Along the boundary of the subzone,
there are 4 bus routes plying along Jalan Bahar:
- 172 – connects the subzone to Boon Lay Bus Interchange and MRT station (via Boon Lay Way and Jurong West Street 64), and Choa Chu Kang (via Old Choa Chu Kang Road).
- 199 – connects the subzone to Boon Lay Bus Interchange and MRT station (via Jurong West Central 1), and the Teacher Training Institute (via Nanyang Avenue).
- 405 – operates only during Religious Festivals, connects the subzone to Choa Chu Kang Cemetery, while duplicating route 199 when plying to Boon Lay Bus Interchange and MRT station.
- 974 - connects the subzone to Bukit Panjang, Choa Chu Kang, and Joo Koon Bus Interchange, while connecting it to the Pioneer MRT station and Boon Lay MRT station (via Jalan Boon Lay, Boon Lay Way, Jurong West Street 64 and Jurong West Street 63).
there is 1 bus route plying along Jurong West Avenue 2:
- 157 – connects the subzone to Hong Kah, Bukit Batok, Bukit Timah, the northern border of Novena, and Toa Payoh, while connecting it to the Boon Lay Bus Interchange and MRT station (via Boon Lay Way and Jurong West Central 2).

==Education==
There are four educational institutions in this subzone.

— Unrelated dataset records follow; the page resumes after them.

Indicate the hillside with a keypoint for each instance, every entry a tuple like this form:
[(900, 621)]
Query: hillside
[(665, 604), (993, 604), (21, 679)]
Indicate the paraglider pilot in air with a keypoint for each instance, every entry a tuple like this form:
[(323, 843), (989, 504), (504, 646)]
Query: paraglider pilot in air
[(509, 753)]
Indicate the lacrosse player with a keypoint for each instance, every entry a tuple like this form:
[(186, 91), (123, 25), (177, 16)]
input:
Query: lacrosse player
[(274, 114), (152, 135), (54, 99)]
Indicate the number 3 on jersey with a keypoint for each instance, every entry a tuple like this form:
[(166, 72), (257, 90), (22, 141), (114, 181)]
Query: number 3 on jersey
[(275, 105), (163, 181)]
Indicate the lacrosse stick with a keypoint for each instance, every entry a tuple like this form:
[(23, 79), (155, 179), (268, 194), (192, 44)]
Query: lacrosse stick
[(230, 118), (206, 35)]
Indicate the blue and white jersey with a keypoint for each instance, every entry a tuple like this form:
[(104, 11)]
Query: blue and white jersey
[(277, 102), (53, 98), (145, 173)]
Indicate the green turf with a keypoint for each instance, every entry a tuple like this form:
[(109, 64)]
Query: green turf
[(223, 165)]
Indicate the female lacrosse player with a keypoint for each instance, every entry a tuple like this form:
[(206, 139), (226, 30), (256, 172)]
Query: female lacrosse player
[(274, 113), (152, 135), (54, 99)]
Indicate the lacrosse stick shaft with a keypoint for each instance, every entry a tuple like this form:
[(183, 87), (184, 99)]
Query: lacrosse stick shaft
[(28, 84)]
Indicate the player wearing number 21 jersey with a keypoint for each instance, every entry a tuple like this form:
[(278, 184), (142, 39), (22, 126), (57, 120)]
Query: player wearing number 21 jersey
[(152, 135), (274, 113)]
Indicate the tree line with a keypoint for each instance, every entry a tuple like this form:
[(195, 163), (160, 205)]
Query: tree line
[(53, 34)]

- There is a Child Care centre at blk 274D operated by PCF Hong Kah North.
- There is a Kindergarten at blk 276D operated by Agape Child Care(Jw) Pte. Ltd.
- Corporation Primary School is located at Jurong West Street 24.
- Westwood Secondary School is located at Jurong West Street 25.

==Housing==
There are 24 housing blocks in this subzone and all are public apartments.

===Public apartments===

| Street | Estate name | Blocks | Quantity | Note |
|---|---|---|---|---|
| 24 |  | 271A-271D, 272A-272D | 8 |  |
| 25 | Wenya | 273A-273D, 274A-274D, 275A-275D, 276A-276D | 16 |  |

The public apartments and associated infrastructure are managed and maintained by West Coast Town Council.

===Politics===
Bulim is part of West Coast GRC after the 2020 general election and its member of parliament is Ms Foo Mee Har who is the MP for Ayer Rajah-Gek Poh division.

==Community spaces==

===Health and medical care===
The Saint Joseph's Home at Jurong Road provides "shelter, care and love for the aged and the destitute."

===Civic and community institutions===
The Singapore Boys' Home and the Singapore Boys' Hostel at Jurong West Street 24 are for male juveniles arrested and charged by the law.

==Recreation==
Jalan Bahar Park, at the junction of Avenue 3 and Street 24, is a major park maintained by Chua Chu Kang Town Council.